My Edinburgh Fringe 2018
A feature of our age, so we've been told, is that categories are breaking down. That's why 'generic' has become a term of derision. And yet The Edinburgh Fringe Guide is separated in to categories.
My show is not theatrical enough for Theatre and not comedic enough for Comedy. Cabaret seems to be another word for Burlesque and I had every intention of keeping my clothes on. How we define Spoken Word, Poetry and Talks is anyone's guess so I fell back on my professional identity and chose Music with the description jazz rap.
The Edinburgh Fringe, being an open-access festival, is whatever its participants want it to be. A browse through the Fringe Guide will establish the fact that comedy and theatre predominate so what is there for the musician?
Chico Chica is a vocal jazz band playing original songs. In order to add variety to the live show, I perform the odd (sometimes very odd) rap song. This year it seemed a good idea to gather these together to form a one man show. The Edinburgh Fringe seemed a natural outlet for this. The idea was to raise my profile, have the show filmed and to see as many other shows as I could.
Being my first time, I decided to do the Edinburgh Fringe on a shoe string, taking a cheap 35 seater, slightly off the beaten track. This turned out to be a false economy. I needed to average twelve people per show to make a profit. During the many conversations I had during the three weeks, I learnt that the average audience number is twelve. So for me it was a struggle getting into double figures. It was only in the last few days I was able to pull more than twenty. If I were to return I'd choose a more centrally located venue and spend money on advertising and PR.
Flyering is integral to the EdFringe experience but limited in its efficacy. In the first week people take them out of politeness but by the third, flyer fatigue sets in and people learn to blank out efforts to get their attention. It is more effective to see other shows and talk to fellow audience members.
It's easy for the performer to retreat into his bubble, but this is missing out on where the Fringe comes into its own. In order to improve as a performer and writer, we need to see how best it is done (or not). With over 4,000 shows, the EdFringe can be overwhelming. After a couple days trusting serendipity I decided to make some serious filtering decisions. You might want to take these as a guide for next year.
Favour gravitas over levitas. The stand up comedian character type reminds me of that of the school bully. The type of person I avoid. Much of the comedy drama has crude sexual humour and I find myself the only person the audience not laughing. I prefer the subtle depiction of repressed characters we find in Bennet, Ayckbourne, Orton and Rattigan. This year I learnt that actors love playing the Upper Class Twit more than any other stereotype and Trump is the favourite subject for political satire but I suppose you kind of know that already.

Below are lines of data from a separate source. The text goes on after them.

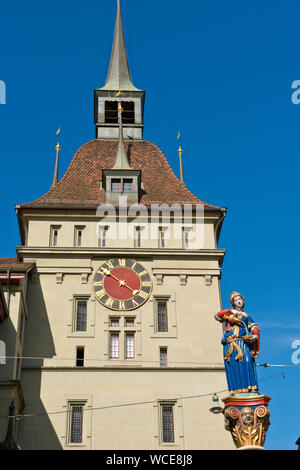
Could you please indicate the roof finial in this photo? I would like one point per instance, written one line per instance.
(55, 177)
(180, 158)
(118, 77)
(121, 161)
(180, 163)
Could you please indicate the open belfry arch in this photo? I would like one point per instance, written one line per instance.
(113, 319)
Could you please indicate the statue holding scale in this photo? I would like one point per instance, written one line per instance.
(246, 412)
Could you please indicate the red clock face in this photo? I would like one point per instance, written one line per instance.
(122, 284)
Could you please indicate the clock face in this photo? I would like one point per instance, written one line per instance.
(122, 284)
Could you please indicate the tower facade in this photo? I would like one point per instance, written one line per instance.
(120, 339)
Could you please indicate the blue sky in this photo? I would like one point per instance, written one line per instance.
(221, 72)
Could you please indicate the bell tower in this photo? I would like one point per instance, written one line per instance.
(119, 91)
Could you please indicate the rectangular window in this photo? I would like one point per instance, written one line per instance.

Favour original over heritage. There is an enormous amount of tribute acts. All are well publicised and attract big audiences. This year I saw imposter posters for Joni Mitchell, Joan Baez, Dolly Parton, Johnny Cash, Carole King, Eva Cassidy, Elvis Presley, Frank Sinatra, Simon and Garfunkel, James Taylor and Carly Simon.
Favour professional over amateur. There are many one person shows that could be titled 'My Miserable Life'. I'm not sure how these performers plan to proceed with their careers as they only have one life. Perhaps it's a kind of therapy. Many university performance arts courses require students to bring a show to Edinburgh as part of their degree course. This is an excellent form of education because only by doing can a student realise how hard it is to write an entertaining play.

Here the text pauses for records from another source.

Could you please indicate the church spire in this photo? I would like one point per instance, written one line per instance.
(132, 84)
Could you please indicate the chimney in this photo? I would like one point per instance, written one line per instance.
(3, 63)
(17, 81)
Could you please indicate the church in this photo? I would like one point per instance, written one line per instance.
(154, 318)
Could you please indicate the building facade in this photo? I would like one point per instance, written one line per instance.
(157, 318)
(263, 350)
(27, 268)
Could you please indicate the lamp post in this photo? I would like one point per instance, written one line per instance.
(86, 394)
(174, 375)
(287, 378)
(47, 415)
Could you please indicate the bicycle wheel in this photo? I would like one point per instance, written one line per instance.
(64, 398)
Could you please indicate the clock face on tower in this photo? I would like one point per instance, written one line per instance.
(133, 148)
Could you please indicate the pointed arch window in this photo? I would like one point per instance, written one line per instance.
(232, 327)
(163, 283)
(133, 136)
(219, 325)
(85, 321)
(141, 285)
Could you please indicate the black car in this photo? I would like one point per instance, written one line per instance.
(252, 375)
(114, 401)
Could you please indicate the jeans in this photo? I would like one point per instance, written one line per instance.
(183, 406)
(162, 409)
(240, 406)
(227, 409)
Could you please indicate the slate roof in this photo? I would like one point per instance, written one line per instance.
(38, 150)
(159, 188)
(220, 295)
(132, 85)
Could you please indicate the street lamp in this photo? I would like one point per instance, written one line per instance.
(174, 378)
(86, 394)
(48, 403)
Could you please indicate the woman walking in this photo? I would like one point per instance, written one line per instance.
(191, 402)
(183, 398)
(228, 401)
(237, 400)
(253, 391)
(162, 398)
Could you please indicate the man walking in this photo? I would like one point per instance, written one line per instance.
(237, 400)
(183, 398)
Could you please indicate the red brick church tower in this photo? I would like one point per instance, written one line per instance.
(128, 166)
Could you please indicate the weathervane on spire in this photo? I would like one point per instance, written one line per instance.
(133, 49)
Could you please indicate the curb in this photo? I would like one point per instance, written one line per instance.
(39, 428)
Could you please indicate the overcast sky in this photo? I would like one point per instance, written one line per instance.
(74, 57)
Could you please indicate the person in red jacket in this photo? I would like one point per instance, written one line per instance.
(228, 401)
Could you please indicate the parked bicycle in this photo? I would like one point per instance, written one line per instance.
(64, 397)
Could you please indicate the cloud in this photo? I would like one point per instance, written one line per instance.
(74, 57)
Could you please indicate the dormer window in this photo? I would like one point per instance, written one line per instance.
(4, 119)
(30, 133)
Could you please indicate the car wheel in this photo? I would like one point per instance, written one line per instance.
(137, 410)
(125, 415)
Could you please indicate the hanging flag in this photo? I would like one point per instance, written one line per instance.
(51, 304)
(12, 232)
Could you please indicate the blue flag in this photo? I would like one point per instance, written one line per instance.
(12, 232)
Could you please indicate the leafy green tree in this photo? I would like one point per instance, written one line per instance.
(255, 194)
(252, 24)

The age group of my audiences reflected mine. This seems obvious really and I don't know why it didn't occur to me before. A musician needs to pursue not just those with a similar taste but also those with a similar age. The formative years for the generation just coming to retirement age were the early seventies when originality was everything. They can be just as hungry for new ideas as anyone.

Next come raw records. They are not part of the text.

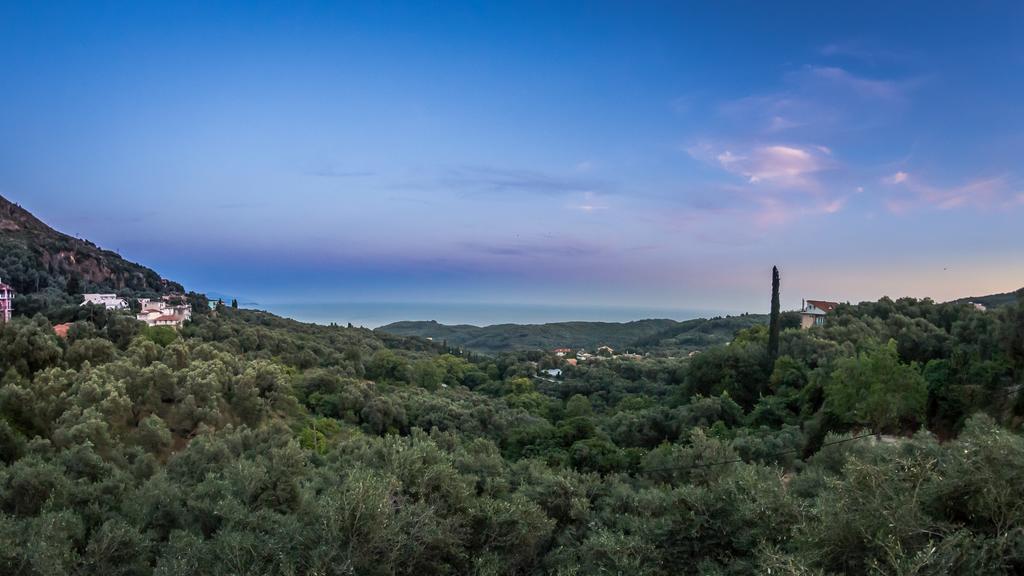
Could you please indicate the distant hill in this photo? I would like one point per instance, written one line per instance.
(39, 260)
(508, 337)
(644, 335)
(992, 300)
(699, 333)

So should a professional musician go to the Edinburgh Fringe? I would say yes if:
1) You have a clear goal of the kind of work you want post Fringe. 2) You are a solo performer. A duo doesn't sell twice as many tickets as a solo performer. 3) You perform your own material. 4) You can rent your home out while you're away to offset your accommodation expenses. 5) The show has theatrical, comedic or spoken word elements. 6) You love theatre.